Это был первый мертвяк Мамая. Случайный, ведь он не хотел убивать лавочника.
Потом было еще семнадцать. Абсолютно не случайных…
С той стороны в бетонную стену стукнули: тук, тук. Тук, тук, тук. Условный сигнал, обозначающий, что все в порядке.
Он ответил: два стука, потом три. Дескать, у меня тоже порядок.
А потом стена отворилась…
* * *— Значит, секрет в том, что проходит полтора часа и срабатывает часовой механизм? — допытывался у Густава Густавовича Савелий, еще не встречавшийся с подобного рода цифровыми автоматическими замками. — И двери, стало быть, самостоятельно закрываются? А кто не успел, тот, выходит, опоздал. Так?

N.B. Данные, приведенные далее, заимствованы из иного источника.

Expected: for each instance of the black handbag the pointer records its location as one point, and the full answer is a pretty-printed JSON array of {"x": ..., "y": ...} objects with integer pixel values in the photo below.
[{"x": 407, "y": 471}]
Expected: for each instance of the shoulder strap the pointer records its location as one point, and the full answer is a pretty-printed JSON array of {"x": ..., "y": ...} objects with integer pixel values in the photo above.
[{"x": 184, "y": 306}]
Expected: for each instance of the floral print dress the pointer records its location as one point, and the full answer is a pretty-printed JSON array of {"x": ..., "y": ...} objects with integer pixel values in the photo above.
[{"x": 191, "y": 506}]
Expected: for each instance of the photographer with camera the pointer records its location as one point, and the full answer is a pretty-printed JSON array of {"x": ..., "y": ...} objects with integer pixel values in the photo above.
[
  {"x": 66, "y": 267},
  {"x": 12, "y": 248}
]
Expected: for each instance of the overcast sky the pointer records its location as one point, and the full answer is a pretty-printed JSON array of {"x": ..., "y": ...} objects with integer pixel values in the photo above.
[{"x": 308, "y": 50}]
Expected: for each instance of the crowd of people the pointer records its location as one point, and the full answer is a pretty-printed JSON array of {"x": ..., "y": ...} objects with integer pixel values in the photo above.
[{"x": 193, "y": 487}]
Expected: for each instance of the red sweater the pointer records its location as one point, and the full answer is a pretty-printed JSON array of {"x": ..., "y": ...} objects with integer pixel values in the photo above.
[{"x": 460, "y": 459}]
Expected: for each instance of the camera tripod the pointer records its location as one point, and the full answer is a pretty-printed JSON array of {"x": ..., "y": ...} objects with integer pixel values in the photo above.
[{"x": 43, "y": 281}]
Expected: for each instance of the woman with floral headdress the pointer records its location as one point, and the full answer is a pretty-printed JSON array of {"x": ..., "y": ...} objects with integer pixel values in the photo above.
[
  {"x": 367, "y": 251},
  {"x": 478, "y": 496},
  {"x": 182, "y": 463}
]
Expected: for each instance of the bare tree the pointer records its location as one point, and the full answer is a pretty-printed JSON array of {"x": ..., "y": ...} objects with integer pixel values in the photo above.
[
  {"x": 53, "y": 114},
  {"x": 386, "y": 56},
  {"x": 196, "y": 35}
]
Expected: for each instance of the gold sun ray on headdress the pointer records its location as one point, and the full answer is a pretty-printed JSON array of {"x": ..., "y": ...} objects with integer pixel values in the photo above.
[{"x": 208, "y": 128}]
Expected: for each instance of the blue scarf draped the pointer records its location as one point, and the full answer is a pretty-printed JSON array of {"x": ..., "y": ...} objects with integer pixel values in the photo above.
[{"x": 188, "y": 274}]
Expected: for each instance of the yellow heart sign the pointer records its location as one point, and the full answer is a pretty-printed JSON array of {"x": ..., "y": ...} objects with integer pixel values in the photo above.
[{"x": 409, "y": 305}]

— Именно так, — стал проделывать какие-то манипуляции с цифрами хранитель, за коими внимательно наблюдал Савелий. — Такая новая конструкция замка.
— Понял.
— Давай, старый хрыч, отворяй, — заторопил адъюнкт медленно возящегося, как ему казалось, хранителя. — У нас там товарища заперло. И ему одному очень скучно.
— А ты меня не торопи, — ворчливо огрызнулся Краузе. — Вот собьюсь, тогда ничего не сработает. И товарищ ваш до скончания века там куковать будет.
— Ладно, старый, не бурчи, — произнес химик. — Делай свое дело и помалкивай.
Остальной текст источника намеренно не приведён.